Guru-guru di Indonesia belum dikomunikasikan untuk menangani kriteria anak. Kasihan, karena mereka itu memiliki karakteristik yang unik. 


Tidak satisfactory jika kita menghadapi mereka dengan cara yang sama. "Guru-guru di Indonesia belum dikomunikasikan untuk menangani kriteria anak. Kasihan anak-anak, karena mereka itu kan memiliki karakteristik yang unik. Tidak fair jika kita menghadapi mereka dengan cara yang sama," ungkap Linda Saptadji, psikolog yang berkecimpung di Yayasan Anak Indonesia Suka Baca, di Jakarta, Kamis (28/6/2012).

Linda mengatakan, karakteristik anak memang menjadi tantangan bagi dunia pendidikan saat ini, khususnya anak-anak yang memiliki karakter kinestetik.

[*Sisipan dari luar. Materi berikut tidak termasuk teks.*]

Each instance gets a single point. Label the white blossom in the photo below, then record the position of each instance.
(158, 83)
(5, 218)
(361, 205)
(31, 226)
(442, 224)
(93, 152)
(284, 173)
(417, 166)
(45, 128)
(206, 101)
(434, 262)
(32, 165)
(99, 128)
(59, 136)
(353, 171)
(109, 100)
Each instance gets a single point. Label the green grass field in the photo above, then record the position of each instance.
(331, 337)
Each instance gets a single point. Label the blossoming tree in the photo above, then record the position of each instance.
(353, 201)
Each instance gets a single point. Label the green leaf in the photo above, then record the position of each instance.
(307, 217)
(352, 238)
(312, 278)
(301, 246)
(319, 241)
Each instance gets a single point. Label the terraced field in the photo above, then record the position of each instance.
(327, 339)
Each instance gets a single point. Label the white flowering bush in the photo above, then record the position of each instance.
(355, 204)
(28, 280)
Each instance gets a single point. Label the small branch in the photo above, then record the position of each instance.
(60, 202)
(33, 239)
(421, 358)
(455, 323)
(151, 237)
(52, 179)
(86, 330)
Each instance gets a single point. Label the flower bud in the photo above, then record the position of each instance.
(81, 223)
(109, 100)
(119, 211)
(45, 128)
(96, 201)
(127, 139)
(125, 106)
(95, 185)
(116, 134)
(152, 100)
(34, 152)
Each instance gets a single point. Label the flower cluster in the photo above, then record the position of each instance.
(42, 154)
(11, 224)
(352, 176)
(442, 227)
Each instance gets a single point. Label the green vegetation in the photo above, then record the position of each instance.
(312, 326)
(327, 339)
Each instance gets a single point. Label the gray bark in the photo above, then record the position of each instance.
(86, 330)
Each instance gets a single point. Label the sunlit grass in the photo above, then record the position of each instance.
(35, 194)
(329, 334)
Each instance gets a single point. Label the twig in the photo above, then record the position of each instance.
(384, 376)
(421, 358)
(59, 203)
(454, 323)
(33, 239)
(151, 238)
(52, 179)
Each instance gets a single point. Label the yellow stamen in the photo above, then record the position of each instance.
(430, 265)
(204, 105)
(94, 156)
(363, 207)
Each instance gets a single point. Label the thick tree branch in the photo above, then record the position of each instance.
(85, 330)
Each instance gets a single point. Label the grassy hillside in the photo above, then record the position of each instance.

Linda melanjutkan, anak kinestetik memiliki problema dalam menangkap pelajaran. Akibatnya, anak-anak kinestetik belajar dengan cara-cara motorik. Guru juga diminta untuk mencari strategi baru dalam mengajar dan mendidik perkembangan anak-anak didiknya. "Karena pada saat mapping terserah anak mau menulis apa dan mereka mempertanggungjawabkan apa yang mereka tulis," kata Linda. “Bukan menjadi guru yang pemarah dan senang menjatuhkan muridnya,” katanya. Karena itu, kata Sudibyo, dalam mengajar banyak hal yang harus diperhatikan agar seorang guru bisa menjunjung tinggi komitmen, konsisten, dan konsekuen terhadap pekerjaannya. 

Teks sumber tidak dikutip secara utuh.